La ville de Biarritz a défendu ce jeudi le nom de son quartier historique La Négresse devant la cour administrative d'appel de Bordeaux. Face à elle, l'association Mémoires et Partages a souligné le caractère insultant de cette appellation, une position suivie par la rapporteuse de la cour d'appel.
La ville de Biarritz va-t-elle devoir changer le nom de son quartier ? Depuis plusieurs années, l'association Mémoires et Partages se mobilise afin que soit débaptisé le quartier de la Négresse. En décembre 2023, après avoir examiné un premier recours, le tribunal administratif de Pau avait tranché : le quartier pouvait conserver son nom.
Le tribunal avait alors jugé que ce nom avait été donné "dans une perspective mémorielle", et non "dans le but de présenter de manière dégradante, humiliante ou avilissante une esclave ou descendante d’esclave à la peau noire".
Estimant à l'époque que la justice "avait raté son rendez-vous avec l'histoire," l'association Mémoires et Partages avait fait appel. Ce 16 janvier, c'est devant le tribunal administratif d'appel de Bordeaux que les débats ont eu lieu.
"La dignité n'a pas de prix"
La décision a été mise en délibéré. Mais la rapporteuse de la cour d'appel, a, ce jeudi, exprimé un avis allant à l'encontre de celui du tribunal administratif de Pau. Elle a souligné la connotation raciste, et sexiste, du terme "Négresse".
"C'est une excellente nouvelle, a réagi Karfa Diallo, fondateur de Mémoires et Partages et conseiller régional EELV de Nouvelle-Aquitaine. Ça montre que le représentant de l'autorité publique a conscience que "La Négresse" c'est quelque chose de péjoratif, qui porte atteinte à la dignité de la personne".

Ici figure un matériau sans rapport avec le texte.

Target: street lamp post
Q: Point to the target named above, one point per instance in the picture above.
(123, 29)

Le militant , qui avait organisé un rassemblement devant le tribunal, revient sur la légende qui voudrait que la Négresse était le surnom attribué à une aubergiste du quartier, noire de peau, au début des années 1800. "La dignité n'a pas de prix. Depuis la fin du XIXe siècle, une femme noire est jetée en pâture, ce n'est pas admissible", poursuit Karfa Diallo.
On ne peut croire que ce soit un hommage adressé à cette femme. Il y a beaucoup de mauvaise foi dans cette affaire.
Karfa DialloMémoires et Partages
"Ce mot n'est pas insultant"
De son côté, Pierre Cambot, avocat de la ville de Biarritz, évoque des regrets : "des regrets qu'on en soit là, qu'on ne cherche pas l'explication et qu'on stigmatise la ville de Biarritz et ses habitants qui sont présentés comme accrochés à une formule péjorative et insultante. Or, ce n'est pas que ça", maintient-il. "Aujourd'hui, on va essayer de juger l'histoire, alors qu'il faudrait peut-être la comprendre".
On est dans une indignation que je crois légitime, mais qui, je crois, est anachronique.
Me Pierre CambotAvocat de la ville de Biarritz
Pour l'avocat, cet anachronisme est lié à l'évolution de la portée du mot négresse. "Lorsque ce terme, qu'aujourd'hui, on a du mal à dire, apparait dans la ville de Biarritz au début du XVIIIe siècle, il n'a pas de valeur péjorative ou insultante. C'est un terme qui désigne étymologiquement les personnes de couleur noire. Il n'aura son sens insultant, qui n'est pas discuté, que plus tard", défend l'avocat.
Me Cambot poursuit son argumentation en s'interrogeant sur la légende qui est associée à l'appellation du quartier, évoquant une autre explication, toponymique cette fois et liée à la terre argileuse des lieux.
"Qu'il y ait eu une femme ou pas, ce mot n'est pas insultant. Et c'est ce sens-là qui doit perdurer", insiste l'avocat. Et c'est pour ça que la ville de Biarritz se propose d'apposer une plaque commémorative pour lever ce doute et expliquer que non, ce ne sont pas des provinciaux archaïques qui s'accrochent à une insulte, c'est beaucoup plus profond que ça".
La décision de la cour d'appel administrative est attendue pour la fin février.